Parsing Microsoft Office Open XML document properties with Node.js

Posted on

Recently, I built an Algolia search index for a large repository of Microsoft Office documents. Algolia provides a hosted search platform that makes it easy to implement search within websites and mobile applications. It’s especially good for searching semi-structured data and returning relevant results quickly.

You can use tools like textract or Apache Tika to extract text from Microsoft Office documents. If you want to also include the standard document properties in your index, you can use the office-document-properties node module to read document properties from Microsoft Office Open XML documents (docx, docm, pptx, pptm, xlsx, xlsm).
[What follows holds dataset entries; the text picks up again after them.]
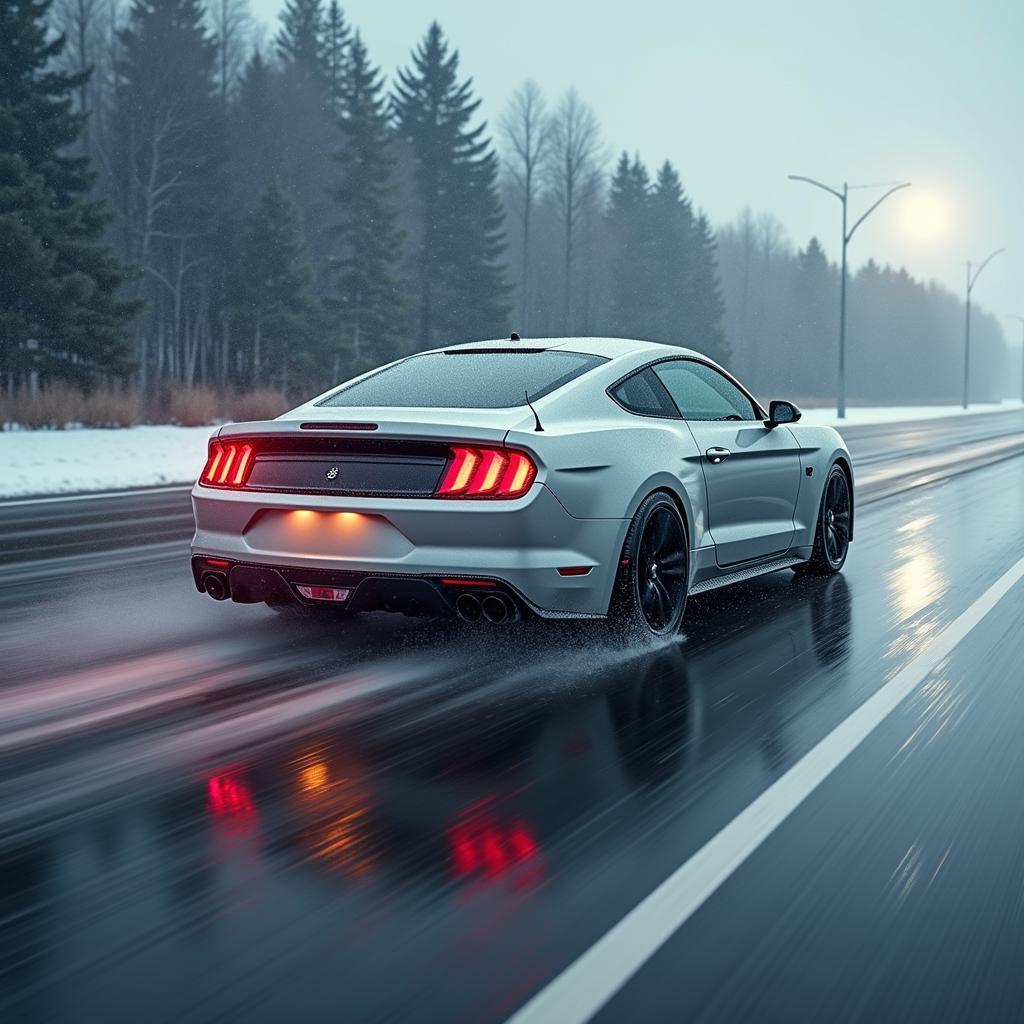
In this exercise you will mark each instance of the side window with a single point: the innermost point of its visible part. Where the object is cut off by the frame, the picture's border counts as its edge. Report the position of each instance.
(645, 394)
(702, 393)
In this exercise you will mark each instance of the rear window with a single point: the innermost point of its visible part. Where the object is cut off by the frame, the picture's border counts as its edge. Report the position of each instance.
(467, 379)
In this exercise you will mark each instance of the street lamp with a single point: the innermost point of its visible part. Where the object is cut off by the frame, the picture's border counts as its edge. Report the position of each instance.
(971, 282)
(847, 235)
(1021, 318)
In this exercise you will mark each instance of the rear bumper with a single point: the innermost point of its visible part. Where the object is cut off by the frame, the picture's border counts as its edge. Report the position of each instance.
(520, 544)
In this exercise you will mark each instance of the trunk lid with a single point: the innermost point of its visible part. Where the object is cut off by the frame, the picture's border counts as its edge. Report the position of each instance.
(402, 453)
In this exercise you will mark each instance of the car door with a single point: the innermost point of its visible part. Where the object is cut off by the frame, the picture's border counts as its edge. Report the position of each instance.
(752, 473)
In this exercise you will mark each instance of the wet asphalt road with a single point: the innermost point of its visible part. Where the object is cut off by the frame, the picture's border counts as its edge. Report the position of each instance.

To get started, first install the module using the npm install command:

$ npm install office-document-properties
+ office-document-properties@1.0.4
added 9 packages in 1.382s

To read document properties from a file, import the module and use the fromFilePath method.

// Import the module.
var getDocumentProperties = require('office-document-properties')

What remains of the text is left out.